Column | Data Type | Description |
---|---|---|
TD_IsTrainRow | BYTEINT | This column has values 0 and 1. The test rows have a value of 0, and the train rows have a value of 1. |
input_column | Same as input table | The columns copied from the input table. |
Create the train table and test table from the output of the TD_TrainTestSplit function in the following way:
CREATE Multiset table TrainTable AS (SELECT * FROM TTS_OUTPUT WHERE TD_IsTrainRow = 1) WITH data; CREATE Multiset table TestTable AS (SELECT * FROM TTS_OUTPUT WHERE TD_IsTrainRow = 0) WITH data;
TrainTable and TestTable have the same columns and data types.
The output rows are ordered on the IDColumn to achieve the deterministic split.
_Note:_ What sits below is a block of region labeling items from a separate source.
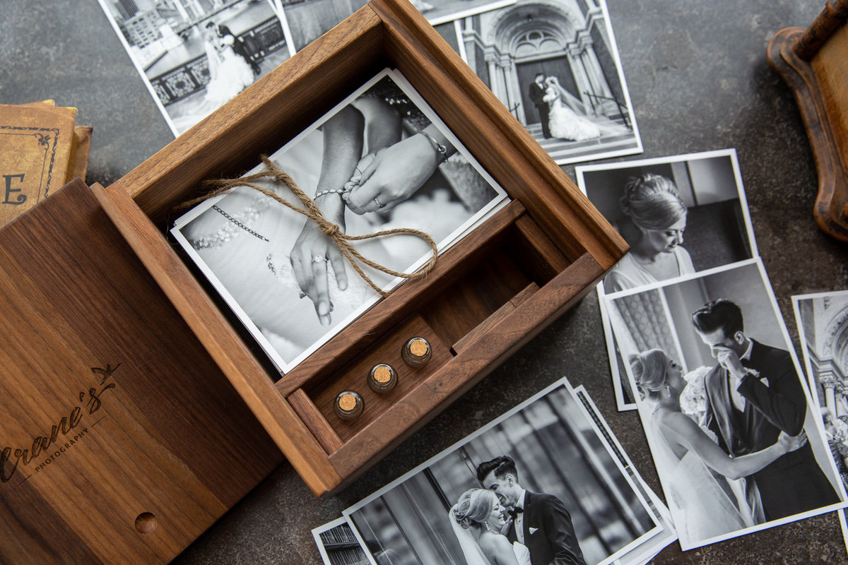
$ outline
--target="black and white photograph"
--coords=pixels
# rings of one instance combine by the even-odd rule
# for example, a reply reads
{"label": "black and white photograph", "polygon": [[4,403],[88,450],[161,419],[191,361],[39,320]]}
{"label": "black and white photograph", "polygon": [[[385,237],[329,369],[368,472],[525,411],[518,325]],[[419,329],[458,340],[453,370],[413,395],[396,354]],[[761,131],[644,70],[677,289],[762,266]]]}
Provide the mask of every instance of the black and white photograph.
{"label": "black and white photograph", "polygon": [[395,565],[636,563],[661,530],[565,379],[344,515]]}
{"label": "black and white photograph", "polygon": [[627,562],[628,563],[633,565],[647,563],[664,547],[677,541],[678,534],[674,529],[674,523],[672,522],[672,514],[665,503],[650,490],[639,471],[636,470],[630,457],[625,452],[624,447],[613,435],[610,425],[604,419],[604,416],[595,406],[592,397],[589,396],[586,388],[583,385],[575,387],[573,396],[583,404],[583,413],[592,420],[595,431],[605,442],[607,449],[618,461],[622,468],[630,476],[630,479],[642,495],[642,498],[648,502],[648,507],[654,518],[662,526],[662,531],[652,538],[650,543],[644,544],[627,554]]}
{"label": "black and white photograph", "polygon": [[[807,382],[828,446],[848,485],[848,291],[792,296]],[[840,511],[842,536],[848,524]]]}
{"label": "black and white photograph", "polygon": [[[423,99],[389,69],[270,159],[347,235],[416,230],[429,235],[438,252],[508,201]],[[298,204],[283,183],[261,183]],[[380,298],[315,221],[247,186],[198,204],[175,222],[171,234],[282,373]],[[431,245],[409,234],[353,245],[399,273],[412,273],[432,258]],[[360,266],[384,291],[402,280]]]}
{"label": "black and white photograph", "polygon": [[758,258],[605,300],[684,551],[845,506]]}
{"label": "black and white photograph", "polygon": [[271,0],[99,0],[175,136],[291,56]]}
{"label": "black and white photograph", "polygon": [[557,163],[642,152],[603,0],[518,0],[457,23],[460,55]]}
{"label": "black and white photograph", "polygon": [[[577,185],[630,245],[599,295],[757,256],[733,149],[576,168]],[[601,301],[619,410],[635,409]]]}
{"label": "black and white photograph", "polygon": [[344,518],[315,528],[312,537],[324,565],[371,565],[367,552]]}

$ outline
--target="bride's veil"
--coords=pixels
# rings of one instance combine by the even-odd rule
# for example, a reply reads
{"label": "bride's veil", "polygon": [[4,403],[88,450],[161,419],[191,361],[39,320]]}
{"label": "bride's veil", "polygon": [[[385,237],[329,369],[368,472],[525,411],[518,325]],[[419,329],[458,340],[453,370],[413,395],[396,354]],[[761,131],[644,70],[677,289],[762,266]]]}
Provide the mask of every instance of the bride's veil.
{"label": "bride's veil", "polygon": [[454,535],[460,542],[460,547],[462,548],[466,565],[491,565],[471,533],[457,523],[456,518],[454,518],[455,510],[456,506],[448,511],[448,521],[454,530]]}
{"label": "bride's veil", "polygon": [[560,93],[560,100],[562,101],[562,103],[570,108],[575,114],[588,116],[589,110],[586,105],[576,96],[563,88],[557,77],[555,76],[553,78],[555,79],[553,81],[554,88]]}

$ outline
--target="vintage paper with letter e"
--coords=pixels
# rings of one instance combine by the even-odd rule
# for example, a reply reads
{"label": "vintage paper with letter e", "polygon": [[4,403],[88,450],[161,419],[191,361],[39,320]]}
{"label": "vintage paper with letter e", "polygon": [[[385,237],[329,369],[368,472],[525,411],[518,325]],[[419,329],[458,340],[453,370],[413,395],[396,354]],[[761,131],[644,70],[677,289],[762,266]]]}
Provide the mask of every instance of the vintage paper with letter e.
{"label": "vintage paper with letter e", "polygon": [[0,226],[70,179],[75,108],[0,104]]}

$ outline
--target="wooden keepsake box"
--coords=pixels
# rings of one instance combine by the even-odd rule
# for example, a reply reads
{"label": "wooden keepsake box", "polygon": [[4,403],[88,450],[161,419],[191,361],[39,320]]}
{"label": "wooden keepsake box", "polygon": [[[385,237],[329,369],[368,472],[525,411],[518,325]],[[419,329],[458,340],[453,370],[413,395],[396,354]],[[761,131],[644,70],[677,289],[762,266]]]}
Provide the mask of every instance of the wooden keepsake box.
{"label": "wooden keepsake box", "polygon": [[166,563],[282,460],[77,179],[0,230],[0,563]]}
{"label": "wooden keepsake box", "polygon": [[[408,80],[512,202],[284,375],[165,239],[206,179],[241,176],[384,68]],[[374,0],[118,182],[92,191],[265,429],[316,495],[362,473],[564,313],[627,251],[563,171],[405,0]],[[390,394],[411,335],[432,357]],[[118,359],[104,361],[117,362]],[[339,391],[362,415],[340,419]]]}

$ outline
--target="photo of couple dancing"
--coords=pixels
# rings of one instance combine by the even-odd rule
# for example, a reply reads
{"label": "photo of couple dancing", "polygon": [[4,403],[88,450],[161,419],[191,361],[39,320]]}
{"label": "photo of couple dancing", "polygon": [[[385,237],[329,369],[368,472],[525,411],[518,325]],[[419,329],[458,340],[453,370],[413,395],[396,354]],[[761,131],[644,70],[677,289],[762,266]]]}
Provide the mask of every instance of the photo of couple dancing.
{"label": "photo of couple dancing", "polygon": [[483,489],[471,489],[450,509],[467,565],[586,565],[572,517],[553,495],[529,492],[507,456],[477,467]]}
{"label": "photo of couple dancing", "polygon": [[[844,497],[815,418],[808,418],[806,391],[789,352],[752,337],[741,307],[725,298],[689,310],[689,330],[683,329],[685,304],[692,303],[701,284],[714,288],[721,285],[716,278],[723,277],[725,287],[745,284],[752,293],[765,295],[752,278],[756,267],[671,285],[660,289],[661,300],[652,296],[655,290],[609,301],[622,343],[640,324],[625,319],[641,313],[636,315],[644,324],[652,316],[650,302],[665,302],[668,325],[678,329],[656,331],[676,334],[676,341],[671,340],[676,345],[641,349],[628,360],[639,415],[684,550],[823,512]],[[746,296],[743,303],[756,302]],[[751,313],[756,331],[765,333],[769,323],[773,330],[782,327],[764,313]],[[773,341],[776,335],[779,331],[767,339]],[[699,360],[705,366],[686,373],[675,357],[682,355],[683,363],[689,357],[694,366],[695,341],[709,357],[703,355]]]}
{"label": "photo of couple dancing", "polygon": [[[441,252],[506,194],[416,100],[399,75],[384,71],[270,160],[343,233],[414,229]],[[282,183],[259,184],[298,204]],[[248,187],[201,202],[176,220],[172,234],[282,372],[379,298],[315,221]],[[354,246],[398,272],[413,270],[432,252],[409,235]],[[398,282],[361,266],[380,288]]]}
{"label": "photo of couple dancing", "polygon": [[564,139],[583,141],[600,139],[604,136],[621,136],[628,133],[627,127],[605,117],[590,118],[574,109],[579,101],[560,84],[555,76],[537,73],[527,86],[527,93],[538,112],[544,139]]}
{"label": "photo of couple dancing", "polygon": [[378,565],[635,565],[668,541],[610,445],[563,379],[344,515]]}

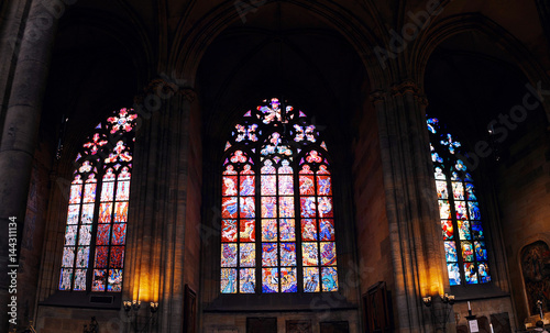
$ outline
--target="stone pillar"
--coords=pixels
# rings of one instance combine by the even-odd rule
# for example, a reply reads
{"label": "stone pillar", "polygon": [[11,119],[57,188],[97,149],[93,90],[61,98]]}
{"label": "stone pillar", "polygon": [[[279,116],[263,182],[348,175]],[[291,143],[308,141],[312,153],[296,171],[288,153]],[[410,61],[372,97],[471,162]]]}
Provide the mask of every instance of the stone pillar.
{"label": "stone pillar", "polygon": [[143,103],[156,96],[161,108],[142,112],[136,133],[123,299],[160,303],[151,332],[182,332],[194,92],[164,80],[147,92]]}
{"label": "stone pillar", "polygon": [[431,331],[421,298],[442,295],[449,284],[443,281],[446,262],[429,159],[427,101],[410,81],[375,91],[371,99],[378,118],[396,324],[399,332]]}
{"label": "stone pillar", "polygon": [[[50,3],[48,3],[50,4]],[[0,221],[1,233],[8,233],[9,218],[18,223],[18,252],[26,209],[26,198],[31,177],[31,166],[36,146],[36,137],[42,111],[45,82],[54,42],[57,19],[48,5],[34,0],[25,22],[10,99],[3,122],[0,142]],[[8,288],[8,237],[0,237],[0,302],[7,313]],[[12,263],[13,264],[13,263]],[[11,269],[11,267],[10,267]],[[13,296],[13,295],[11,295]],[[2,314],[0,330],[8,332],[6,314]]]}

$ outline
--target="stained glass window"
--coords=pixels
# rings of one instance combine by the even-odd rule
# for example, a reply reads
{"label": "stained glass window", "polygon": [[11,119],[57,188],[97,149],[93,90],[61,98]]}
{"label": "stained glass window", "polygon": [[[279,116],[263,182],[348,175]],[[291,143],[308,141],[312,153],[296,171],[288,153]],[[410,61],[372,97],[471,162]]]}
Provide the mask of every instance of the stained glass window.
{"label": "stained glass window", "polygon": [[327,145],[276,99],[244,113],[226,143],[222,293],[338,290]]}
{"label": "stained glass window", "polygon": [[122,290],[136,118],[131,109],[117,111],[75,159],[59,290]]}
{"label": "stained glass window", "polygon": [[436,118],[428,119],[439,215],[451,286],[491,281],[485,233],[474,181],[457,157],[462,146]]}

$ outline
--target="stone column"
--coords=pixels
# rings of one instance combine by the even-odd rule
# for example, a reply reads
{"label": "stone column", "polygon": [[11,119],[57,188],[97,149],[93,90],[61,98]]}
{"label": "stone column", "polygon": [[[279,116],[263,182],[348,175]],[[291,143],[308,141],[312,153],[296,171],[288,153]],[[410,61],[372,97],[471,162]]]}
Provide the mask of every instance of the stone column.
{"label": "stone column", "polygon": [[123,290],[124,300],[140,300],[146,308],[160,303],[151,332],[182,332],[193,97],[187,89],[154,80],[143,104],[134,107],[161,102],[148,112],[136,110],[143,116],[135,141]]}
{"label": "stone column", "polygon": [[[14,40],[14,45],[20,45],[20,51],[15,55],[16,65],[0,142],[0,221],[2,225],[0,232],[6,235],[10,217],[16,219],[18,252],[56,25],[57,19],[52,12],[50,2],[44,5],[43,1],[34,0],[29,11],[22,40]],[[8,264],[8,237],[3,236],[0,237],[2,313],[8,312],[6,304],[10,297],[8,293],[10,281],[7,280]],[[8,332],[6,314],[0,318],[2,318],[0,330]]]}
{"label": "stone column", "polygon": [[431,323],[421,298],[449,290],[443,281],[446,265],[429,160],[427,101],[410,81],[375,91],[371,98],[381,137],[395,317],[399,332],[427,332]]}

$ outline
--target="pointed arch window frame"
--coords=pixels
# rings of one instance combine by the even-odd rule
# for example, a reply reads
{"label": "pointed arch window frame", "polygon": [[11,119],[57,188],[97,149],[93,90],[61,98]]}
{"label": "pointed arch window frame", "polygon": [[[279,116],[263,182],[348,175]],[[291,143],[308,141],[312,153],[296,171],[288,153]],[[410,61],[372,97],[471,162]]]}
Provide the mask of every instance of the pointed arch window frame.
{"label": "pointed arch window frame", "polygon": [[74,159],[61,291],[121,292],[138,114],[114,111]]}
{"label": "pointed arch window frame", "polygon": [[[319,134],[302,111],[286,102],[280,103],[277,98],[263,100],[257,108],[244,112],[234,125],[221,163],[221,295],[338,290],[331,165],[327,145],[320,141]],[[309,168],[308,174],[304,166]],[[245,175],[245,167],[253,170],[253,176],[249,171],[249,176],[244,177],[254,177],[254,186],[242,192],[241,177]],[[324,170],[323,175],[316,174],[320,168]],[[309,177],[312,179],[314,196],[300,190],[300,184],[304,184],[300,179]],[[320,195],[319,179],[329,184],[326,187],[330,193]],[[228,181],[233,185],[228,187]],[[330,218],[322,219],[317,206],[316,215],[308,219],[314,221],[310,227],[314,225],[316,240],[305,236],[307,214],[301,201],[308,197],[319,202],[327,201],[330,206]],[[229,201],[232,201],[232,213],[226,210]],[[253,201],[254,206],[249,217],[242,211],[246,201]],[[268,208],[271,201],[273,209]],[[232,219],[228,223],[227,220]],[[253,240],[246,234],[243,238],[246,222],[242,224],[241,221],[252,222],[249,224],[254,227]],[[323,229],[319,222],[323,222]],[[306,245],[315,247],[315,251],[307,252]],[[275,255],[270,255],[272,252]],[[253,256],[246,253],[253,253]],[[312,258],[305,255],[309,253],[315,253]],[[277,275],[273,279],[276,282],[268,282],[271,275]]]}

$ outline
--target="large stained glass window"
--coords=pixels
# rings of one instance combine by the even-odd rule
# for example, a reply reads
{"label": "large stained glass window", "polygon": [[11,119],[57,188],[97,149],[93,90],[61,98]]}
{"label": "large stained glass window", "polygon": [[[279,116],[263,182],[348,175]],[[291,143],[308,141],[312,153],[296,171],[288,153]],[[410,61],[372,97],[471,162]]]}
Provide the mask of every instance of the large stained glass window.
{"label": "large stained glass window", "polygon": [[244,113],[226,144],[222,293],[338,290],[327,146],[276,98]]}
{"label": "large stained glass window", "polygon": [[485,233],[474,181],[457,157],[461,143],[428,119],[439,214],[451,286],[491,281]]}
{"label": "large stained glass window", "polygon": [[131,109],[109,116],[75,159],[59,290],[122,290],[136,118]]}

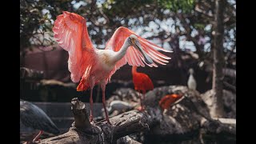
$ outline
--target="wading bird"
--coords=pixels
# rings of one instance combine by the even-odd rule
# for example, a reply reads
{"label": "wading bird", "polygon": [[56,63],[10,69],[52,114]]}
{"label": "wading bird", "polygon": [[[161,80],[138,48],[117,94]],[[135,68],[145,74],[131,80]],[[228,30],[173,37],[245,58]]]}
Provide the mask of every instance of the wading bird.
{"label": "wading bird", "polygon": [[[43,131],[54,134],[59,134],[59,130],[42,109],[31,102],[22,99],[20,99],[19,102],[21,122],[26,127],[40,130],[38,134],[33,139],[33,142],[35,142],[39,138]],[[27,142],[26,143],[30,142]]]}
{"label": "wading bird", "polygon": [[182,95],[181,94],[167,94],[161,98],[159,106],[162,110],[168,109],[171,106],[179,102],[182,99]]}
{"label": "wading bird", "polygon": [[[134,66],[131,72],[133,74],[134,90],[138,91],[138,97],[141,101],[141,107],[138,110],[143,110],[144,106],[142,105],[142,99],[145,98],[145,94],[147,90],[151,90],[154,89],[154,85],[151,79],[147,74],[137,72],[137,66]],[[142,93],[142,98],[140,93]]]}
{"label": "wading bird", "polygon": [[189,79],[187,81],[187,86],[189,87],[189,89],[191,90],[196,90],[197,89],[197,82],[195,81],[193,74],[194,74],[194,70],[192,68],[190,68],[189,70],[189,73],[190,73],[190,77]]}
{"label": "wading bird", "polygon": [[[130,66],[152,67],[168,62],[170,58],[158,50],[171,52],[137,35],[126,27],[119,27],[106,43],[105,50],[94,48],[90,41],[86,19],[74,13],[63,11],[53,27],[54,38],[69,53],[68,69],[71,80],[79,82],[77,90],[90,89],[90,115],[93,121],[93,88],[99,84],[106,122],[110,124],[106,108],[105,89],[111,76],[127,62]],[[145,64],[144,64],[145,63]]]}

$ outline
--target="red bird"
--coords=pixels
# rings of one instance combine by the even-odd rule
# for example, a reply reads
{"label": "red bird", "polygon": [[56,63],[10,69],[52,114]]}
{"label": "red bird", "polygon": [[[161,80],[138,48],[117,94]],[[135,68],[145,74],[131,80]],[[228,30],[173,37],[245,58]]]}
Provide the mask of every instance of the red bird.
{"label": "red bird", "polygon": [[145,94],[147,90],[151,90],[154,89],[154,85],[148,75],[144,73],[138,73],[137,72],[137,66],[133,66],[132,68],[132,74],[133,74],[133,82],[134,84],[135,90],[139,92],[139,98],[141,101],[141,109],[142,110],[144,110],[142,102],[142,98],[140,96],[140,93],[143,94],[143,99],[145,98]]}
{"label": "red bird", "polygon": [[106,85],[112,75],[122,66],[150,67],[157,63],[166,65],[170,57],[159,50],[166,50],[137,35],[126,27],[119,27],[108,41],[104,50],[97,49],[88,34],[86,20],[74,13],[63,11],[57,17],[53,28],[54,38],[60,46],[68,51],[68,69],[74,82],[79,82],[78,91],[90,90],[90,121],[93,121],[93,89],[99,84],[102,90],[102,104],[106,120],[110,124],[106,107]]}
{"label": "red bird", "polygon": [[182,95],[181,94],[167,94],[161,98],[159,105],[162,110],[168,109],[170,106],[178,102],[178,100],[182,100]]}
If Seed argument is passed, then the rows are ordered based on the random number sequence, and the rows chosen for train and test data sets are deterministic. If Seed argument is not passed, then the rows chosen for train and test data sets are not deterministic across multiple function calls.
If a column is specified for the StratifyColumn argument, then unique values from the specified column are divided in the ratio of TrainSize and TestSize.
When the value specified for TrainSize multiplied by the number of rows is a fraction, then the function rounds the TrainSize value to the nearest lower integer.
The number of rows in TestSize is equal to the total number of input rows minus the TrainSize value.
As the division depends on how the data is distributed, a 1 to 2% variance can be expected.